Evaluation of the Overall Hazard Ratio for Hospitalization
Using Cox regression, the PA intervention was estimated to have increased the hazard rate for initial hospitalization by 16% compared to the HE intervention (HR=1.16; 95% CI 1.005 to 1.338; p=0.043).
Evaluation of the Intervention Effect among Baseline Subgroups
With the exception of 400-m gait speed (p<0.01), there were no differences in the effect of the intervention on hospitalizations among levels of baseline subgroups (Figure 2). For baseline gait speed, the risk of hospitalization was elevated by 40% (HR=1.40; 95% CI 1.15 to 1.72) among those with baseline gait speed ≥0.8 m/s. We further evaluated this relationship by fitting a B-spline to continuous baseline gait speed (Figure 3). The top panel of Figure 3 illustrates hazard ratios in the PA and HE groups relative to a person in the HE group with a baseline gait speed of 1.0 m/s (i.e. the reference group). Generally, risk of hospitalization decreased with increasing gait speed in both groups, with risk leveling off for PA participants with gait speed between 0.75 m/s and 0.95 m/s. The bottom panel provides hazard ratios (95% CI) for the PA group relative to the HE group for baseline walking speed and represents the ratio of the corresponding points on the lines in the top panel. For example, a participant in the PA group with a walking speed of 0.80 m/s has a 47% (i.e. HR=1.47) increase in risk of hospitalization compared to a participant in the HE group with a walking speed of 1.0 m/s. In contrast, a participant in the HE group with a walking speed of 0.80 m/sec has a 19% (i.e. HR=1.19) increase relative to the participant walking at 1.0 m/sec in the HE group (top panel). Using this example, it follows, that at 0.80 m/s, the PA participant has a 24% (=1.47/1.19) increased risk compared to an HE participant also walking at that speed (bottom panel). There was elevated risk in PA compared to HE among those with baseline walking speed between 0.8 and 1.0 m/s, with the lower bound of the 95% confidence interval generally being >1 in this interval.
Figure 2.
Hazard Ratios (95% CI) for Hospitalizations among Baseline Subgroups
Figure 3.
B-Spline Curve Illustrating the Relationship Between Baseline Gait Speed and Hospitalizations
Exploration of Baseline Gait Speed and Intervention Interaction Effect
In these exploratory analyses (Available On-line), we asked if the observed interaction between baseline gait speed (more hospitalizations for PA in the 0.8-1.0 m/s category) was consistent across diagnostic categories and field centers as well as over time throughout the study. We also examined whether the differences were attributable to greater PA in the 0.8-1.0 m/s gait speed category.

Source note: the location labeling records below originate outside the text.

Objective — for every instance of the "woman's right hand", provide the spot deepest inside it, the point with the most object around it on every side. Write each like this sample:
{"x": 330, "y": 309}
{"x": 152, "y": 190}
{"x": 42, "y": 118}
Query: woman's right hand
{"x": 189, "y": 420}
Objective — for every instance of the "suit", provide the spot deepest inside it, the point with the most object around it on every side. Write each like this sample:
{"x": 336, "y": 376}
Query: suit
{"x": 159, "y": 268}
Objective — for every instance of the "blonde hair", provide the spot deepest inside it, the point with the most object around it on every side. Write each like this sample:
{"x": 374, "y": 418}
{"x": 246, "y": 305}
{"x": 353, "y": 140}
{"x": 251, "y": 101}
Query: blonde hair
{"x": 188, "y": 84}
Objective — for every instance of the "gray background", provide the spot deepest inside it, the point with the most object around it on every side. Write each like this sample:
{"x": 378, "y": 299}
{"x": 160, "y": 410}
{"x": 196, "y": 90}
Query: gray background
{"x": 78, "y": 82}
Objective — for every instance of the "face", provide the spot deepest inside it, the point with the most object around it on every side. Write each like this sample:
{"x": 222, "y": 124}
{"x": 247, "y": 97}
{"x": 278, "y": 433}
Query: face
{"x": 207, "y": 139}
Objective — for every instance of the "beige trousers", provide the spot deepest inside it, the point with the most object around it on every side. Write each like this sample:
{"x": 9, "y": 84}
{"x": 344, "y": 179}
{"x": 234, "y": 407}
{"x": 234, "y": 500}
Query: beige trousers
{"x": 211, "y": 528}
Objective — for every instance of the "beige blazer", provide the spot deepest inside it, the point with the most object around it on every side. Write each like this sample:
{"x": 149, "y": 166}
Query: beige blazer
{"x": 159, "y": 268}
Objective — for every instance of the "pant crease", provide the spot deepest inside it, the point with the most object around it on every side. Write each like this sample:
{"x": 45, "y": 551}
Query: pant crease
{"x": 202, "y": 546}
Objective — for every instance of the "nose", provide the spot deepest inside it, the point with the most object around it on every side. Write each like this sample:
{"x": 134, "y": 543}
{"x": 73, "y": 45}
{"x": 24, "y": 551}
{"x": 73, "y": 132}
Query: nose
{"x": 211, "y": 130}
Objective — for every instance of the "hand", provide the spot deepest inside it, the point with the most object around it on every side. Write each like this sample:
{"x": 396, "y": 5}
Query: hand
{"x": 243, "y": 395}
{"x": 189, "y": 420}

As reported above, there was an absolute difference of 36 total participants between the two groups. As shown in eTable S2, in the lowest gait speed category, the difference was 14 participants in the opposite direction to the overall result, (180 in PA, 194 in HE). In the highest speed category, the difference was 8 participants in the same direction as the overall result (43 in PA, 35 in HE). Therefore, in the middle category the difference was 42 participants (an absolute difference of 12.8%) with 173 in PA and 131 in HE.
Within the 0.8–1.0 m/s group, the PA group reported more hospitalizations than the HE group in 8 of 9 MedDRA® SOC categories (Figure 4 and eTable 2). Therefore, the result is not being driven by one particular component of the composite, all-cause hospitalization outcome. Also, as shown in eTable S3 and eFigure S1, the nominally, larger percentage of hospitalizations in the PA versus HE group was observed in the middle gait speed category in 7 of 8 field centers, a result that indicates consistency of these differences. We found no indication that participants in the 0.8–1.0 m/s category were doing any more or less activity than expected, based on their functional capacity, compared to the other two categories (eFigure S2). We observed a stepwise and consistent pattern of PA behavior across all three baseline gait speed categories. Finally, across the duration of the study, hazard rates were similar for the PA and HE groups in the <0.8 m/s and >1.0 m/s gait speed categories (eFigure S3). For those with a gait speed of 0.8–1.0 m/s, the PA group had an initial increase in hazard which then stabilized and was consistently higher than the HE group, resulting in accumulation of a larger number of events. We examined MedDRA® SOC categories for hospitalizations that occurred within the first three months following randomization for the PA group (18 events) and HE group (10 events). The hospitalizations were distributed across 15 categories, with no clustering of events in any one category.
Figure 4.
Hospitalization rates by categories of 400-m walk gait speed at baseline, overall and by MedDRA SOC categories.
DISCUSSION
We had previously reported a marginal difference in the risk of hospitalizations in the PA group compared to the HE group, a result that was close to reaching conventional levels of statistical significance1. The independent Data Safety and Monitoring Board convened for the LIFE Study scrutinized the adverse event data closely but did not see evidence of harm sufficient to discontinue the LIFE Study. We previously concluded that “Further studies are needed to assess the effects of physical activity on mortality and hospitalizations in vulnerable older adults”1. The goal of this study was to conduct a detailed post-hoc analysis of the LIFE Study hospitalization data and determine whether subgroups of the LIFE participants might be at higher risk for hospitalizations.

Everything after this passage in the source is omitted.